2 December 2019

Post 612: CRAIG FLORY'S 'MINOR FRET'

What a wonderful and complex composition Craig Flory’s ‘Minor Fret’ is. Through-composed, it is possibly the most striking and challenging piece Tuba Skinny ever set itself to learn by heart. 
Beginning (in recent performances) with a single beat played on the washboard, the rest of the first bar has the band holding an E flat minor chord, followed by four (in earlier performances two) more bars of Introduction, establishing the key by firmly laying down that chord on every beat.

This is followed by a 12-bar blues theme in E flat minor, led by Craig on clarinet, with Shaye playing a pretty counter-melody in bars 2 and 4. Then Shaye herself leads the way through the 12-bar blues theme, this time with Barnabus playing the counter-melody.

Now something extraordinary happens: the rug is pulled from under us! There is a startling switch up by just one semi-tone to the key of E minor! The acid E minor chord is hammered out over eight bars, during which Craig plays that counter-melody again – but in the new key. The eight bars end with a heavily-struck B flat 7th chord, which leads us cleverly back into the principal key of E flat minor.

We now have the 12-bar blues in E flat minor again, but usually with the trombone (Barnabus) taking the lead in the final eight of those bars.

Now those final eight themselves become the pattern for a new theme: we have this little theme, played three (in some performances four) times and usually led respectively by the cornet, the clarinet, the tuba and (against offbeats) the guitar. This eight-bar theme uses the chord structure of the final eight bars of the 12-bar blues in E flat minor.

The last of these mini-solos ends on a crashing B 7th chord, taking us for a second time into that wailing Interlude of eight bars in E minor, again including the counter-melody and ending on a sustained B flat 7th chord, which of course takes us neatly back into the key of E flat minor for another run-through of the twelve-bar blues theme and a lingering drop on the final E flat minor chord. Wow!

You can hear Tuba Skinny play this piece in its mature form, after some months of gestation and tweaking, in this video filmed by my good friend James Sterling:
https://www.youtube.com/watch?v=RNDWAJvhN_4

Post 611: RECOMMENDED GREAT TRADITIONAL JAZZ VIDEOS

I leave you some recommendations for videos of traditional jazz bands active in recent years. If you have not seen these videos before, I hope you will enjoy them. If you have seen them, I am sure you will enjoy watching them again!
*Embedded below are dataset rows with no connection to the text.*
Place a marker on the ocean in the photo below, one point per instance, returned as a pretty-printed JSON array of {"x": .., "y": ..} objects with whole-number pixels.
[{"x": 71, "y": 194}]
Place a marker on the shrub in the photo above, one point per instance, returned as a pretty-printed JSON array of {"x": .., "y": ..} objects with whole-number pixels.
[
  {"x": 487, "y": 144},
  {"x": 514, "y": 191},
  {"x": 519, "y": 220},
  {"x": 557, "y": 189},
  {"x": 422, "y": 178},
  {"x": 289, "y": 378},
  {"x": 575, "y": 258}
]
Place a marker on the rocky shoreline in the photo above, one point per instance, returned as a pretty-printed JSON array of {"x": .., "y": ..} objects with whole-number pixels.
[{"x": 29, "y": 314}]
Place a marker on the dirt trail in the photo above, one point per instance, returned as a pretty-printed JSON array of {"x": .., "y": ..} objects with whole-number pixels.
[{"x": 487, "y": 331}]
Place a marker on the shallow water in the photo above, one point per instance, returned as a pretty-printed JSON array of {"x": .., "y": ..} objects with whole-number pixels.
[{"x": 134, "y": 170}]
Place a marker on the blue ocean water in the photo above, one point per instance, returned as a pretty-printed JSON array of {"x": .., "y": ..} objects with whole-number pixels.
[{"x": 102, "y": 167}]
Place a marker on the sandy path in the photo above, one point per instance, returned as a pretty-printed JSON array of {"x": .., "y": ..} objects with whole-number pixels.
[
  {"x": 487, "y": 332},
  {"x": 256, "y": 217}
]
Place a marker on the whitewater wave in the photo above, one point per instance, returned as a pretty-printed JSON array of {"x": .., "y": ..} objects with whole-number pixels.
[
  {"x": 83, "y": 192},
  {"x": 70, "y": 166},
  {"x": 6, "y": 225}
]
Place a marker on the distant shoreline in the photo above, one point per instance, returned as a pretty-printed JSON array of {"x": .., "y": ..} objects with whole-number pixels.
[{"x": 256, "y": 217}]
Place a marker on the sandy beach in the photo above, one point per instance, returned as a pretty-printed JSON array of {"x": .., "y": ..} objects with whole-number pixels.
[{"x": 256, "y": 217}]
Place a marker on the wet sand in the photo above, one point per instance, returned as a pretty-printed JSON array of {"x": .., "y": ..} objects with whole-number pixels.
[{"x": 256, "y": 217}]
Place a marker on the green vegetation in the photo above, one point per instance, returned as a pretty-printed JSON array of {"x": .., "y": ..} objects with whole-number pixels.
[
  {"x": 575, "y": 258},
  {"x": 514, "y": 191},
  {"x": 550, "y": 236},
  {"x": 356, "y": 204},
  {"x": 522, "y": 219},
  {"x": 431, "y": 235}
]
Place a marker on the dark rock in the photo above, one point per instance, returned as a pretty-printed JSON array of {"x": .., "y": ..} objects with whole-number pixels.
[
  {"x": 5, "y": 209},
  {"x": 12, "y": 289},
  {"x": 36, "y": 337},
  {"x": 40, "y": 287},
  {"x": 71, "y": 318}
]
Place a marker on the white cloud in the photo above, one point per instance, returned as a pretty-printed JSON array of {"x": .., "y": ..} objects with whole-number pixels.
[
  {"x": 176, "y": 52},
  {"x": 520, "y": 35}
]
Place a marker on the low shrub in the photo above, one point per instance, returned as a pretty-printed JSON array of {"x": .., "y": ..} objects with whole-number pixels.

First, for a relaxed, moving, unpretentious but beautifully-played performance, showing just how perfect a musical form traditional jazz can be, try Whenever You're Lonesome, Just Telephone Me played by members of The Shotgun Jazz Band. The video runs for about five minutes:

For an example of a great jazz band playing one of the very complex tunes from our repertoire - Deep Henderson - watch Tuba Skinny in this next video. It runs for a little over three minutes. Notice how all members of the band, working from memory rather than printed arrangements, play wonderfully as an ensemble through all three sections of this challenging piece, not to mention taking in their stride a change of key and linking passages:


Now, for some passionate 'no frills' traditional jazz, coupled with brilliant musicianship and generating great excitement, I would like to offer you a performance of Royal Garden Blues that I myself had the privilege of filming. This one runs for under five minutes:


Next, I offer you a performance of a good old jazz standard - Savoy Blues - played by The Shake 'Em Up Jazz Band. This video runs for a little under five minutes. I recommend it because it shows what happens when six outstanding musicians come together and - with great respect for each other - play wonderfully as a team, just as our bands should. This performance too is unpretentious and yet you will hardly find a better rendition of this piece anywhere:


Finally, if you have time to sit back for a full half hour and watch six outstanding musicians play a varied programme ranging from storming stuff such as Climax Rag to the tender Love Songs of the Nile, may I urge you to watch this video? You will also hear such tunes as Oriental Man, Yearning, Mobile Stomp and I Can't Escape From You. As one observer said, 'It's the kind of music that makes you cry with joy!' Click on it here:


In my opinion, this is the best 'half-hour live concert' video to have appeared in several years.